Assistant Public Defender Robert Sheehan said there had been nothing on the record about the disease being spread and no representation of a public danger in terms of disease being present or spreading.
Lackovic said he could detail the exams of the animals rescued from the home, including fleas and worms, worms in the intestinal tract, and other things that could spread to other animals or people who came in contact with the animals.
Wilson pointed out the severe conditions in the home, the danger to the community when the animals kept in the home were not controlled, and the previous disrespect Hyatt had shown for a ruling that he would not continue to have animals in the home. He ordered Hyatt held without bond.
Sheehan, who represented Hyatt at the May 3 hearing, said Hyatt didn’t have a prior record and had limited resources. He asked Wilson to consider releasing conditions for Hyatt, given his health issues and concerns about Hyatt’s ability to get his disability benefits and medications.

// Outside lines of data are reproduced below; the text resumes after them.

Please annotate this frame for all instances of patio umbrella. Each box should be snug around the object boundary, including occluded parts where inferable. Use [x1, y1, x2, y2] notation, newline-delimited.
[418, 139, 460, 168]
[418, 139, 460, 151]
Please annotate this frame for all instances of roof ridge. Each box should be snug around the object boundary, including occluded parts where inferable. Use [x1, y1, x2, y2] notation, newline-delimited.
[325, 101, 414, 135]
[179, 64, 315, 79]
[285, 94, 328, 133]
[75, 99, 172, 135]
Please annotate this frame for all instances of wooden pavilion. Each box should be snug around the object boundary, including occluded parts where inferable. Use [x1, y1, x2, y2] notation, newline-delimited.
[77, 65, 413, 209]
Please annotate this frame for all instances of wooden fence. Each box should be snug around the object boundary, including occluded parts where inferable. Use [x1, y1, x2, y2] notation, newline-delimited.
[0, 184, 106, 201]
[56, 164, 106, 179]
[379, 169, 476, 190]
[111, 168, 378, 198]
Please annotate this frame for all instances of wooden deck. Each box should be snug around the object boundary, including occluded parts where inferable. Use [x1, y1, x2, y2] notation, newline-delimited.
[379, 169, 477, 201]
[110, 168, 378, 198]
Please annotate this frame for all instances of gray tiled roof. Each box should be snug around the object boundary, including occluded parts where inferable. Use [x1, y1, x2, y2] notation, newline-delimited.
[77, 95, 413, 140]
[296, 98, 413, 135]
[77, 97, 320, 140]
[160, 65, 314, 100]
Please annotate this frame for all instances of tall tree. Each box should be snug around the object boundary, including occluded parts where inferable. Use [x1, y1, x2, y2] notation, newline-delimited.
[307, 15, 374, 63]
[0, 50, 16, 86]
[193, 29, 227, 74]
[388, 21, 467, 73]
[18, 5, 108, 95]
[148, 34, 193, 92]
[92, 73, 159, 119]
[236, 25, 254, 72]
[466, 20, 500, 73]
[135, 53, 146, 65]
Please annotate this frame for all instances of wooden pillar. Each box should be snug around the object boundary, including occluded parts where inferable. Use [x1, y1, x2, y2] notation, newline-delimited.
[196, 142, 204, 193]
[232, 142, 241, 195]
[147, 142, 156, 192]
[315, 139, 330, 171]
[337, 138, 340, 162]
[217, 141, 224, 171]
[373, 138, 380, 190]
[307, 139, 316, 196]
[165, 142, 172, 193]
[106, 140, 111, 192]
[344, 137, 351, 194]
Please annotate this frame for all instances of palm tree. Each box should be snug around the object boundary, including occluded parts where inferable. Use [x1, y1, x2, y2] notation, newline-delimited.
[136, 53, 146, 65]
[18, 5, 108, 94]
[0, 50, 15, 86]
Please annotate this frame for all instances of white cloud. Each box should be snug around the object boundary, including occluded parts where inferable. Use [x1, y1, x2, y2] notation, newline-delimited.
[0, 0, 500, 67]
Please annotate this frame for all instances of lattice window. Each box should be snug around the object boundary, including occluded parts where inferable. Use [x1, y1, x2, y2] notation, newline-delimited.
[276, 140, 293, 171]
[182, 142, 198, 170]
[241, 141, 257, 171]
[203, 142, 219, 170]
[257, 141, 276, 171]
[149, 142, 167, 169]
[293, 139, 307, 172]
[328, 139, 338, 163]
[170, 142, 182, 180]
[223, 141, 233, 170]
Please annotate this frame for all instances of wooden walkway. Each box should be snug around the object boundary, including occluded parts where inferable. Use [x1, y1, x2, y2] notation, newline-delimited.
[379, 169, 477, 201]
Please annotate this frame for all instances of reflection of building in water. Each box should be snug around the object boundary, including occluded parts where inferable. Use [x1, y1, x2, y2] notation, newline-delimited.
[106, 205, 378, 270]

Hyatt has serious medical conditions, including arterial disease, Sheehan said. He said Hyatt was barely able to stand at the bond hearing due to a swollen foot.
Animal control dons hazmat gear to enter home
The humane society learned about the situation after a woman went to Hyatt’s home in late February to check on her animals, at Hyatt’s request, while she was hospitalized, according to charging documents. The woman reported the conditions at home and that a dog at home was in “extremely poor condition.”
Mowery arrived a few days later with a search and seizure warrant and was “immediately overwhelmed by the smell” when she walked to the door, she wrote in charging documents. She described the smell of ammonia from urine, feces and decay from rotting animals, with the odor making her gag and burning her throat when the door was opened.
She closed the door and she and her officers put on full hazmat gear with respirators to go inside, state court records.
Flies and fleas covered every surface in the house, with urine and feces covering the home’s floor, she wrote. Litter boxes were overflowing.
Numerous cats were running around, many of whom appeared ill, Mowery wrote in charging documents.
Among the conditions described in charging documents for some of the cats were being under weight, dental disease, hair loss in places, and congestion. At least one cat turned out to have been pregnant, but two fetuses had died, according to court records.
Many of the misdemeanor animal cruelty charges dealt with failing to provide veterinary care, proper water, proper space, proper shelter, food and water.
The cats’ names, provided by the humane society, include Benmowlio, Meowtague, Lady Catpulet, Romeow, and Friar Meowance, according to court records.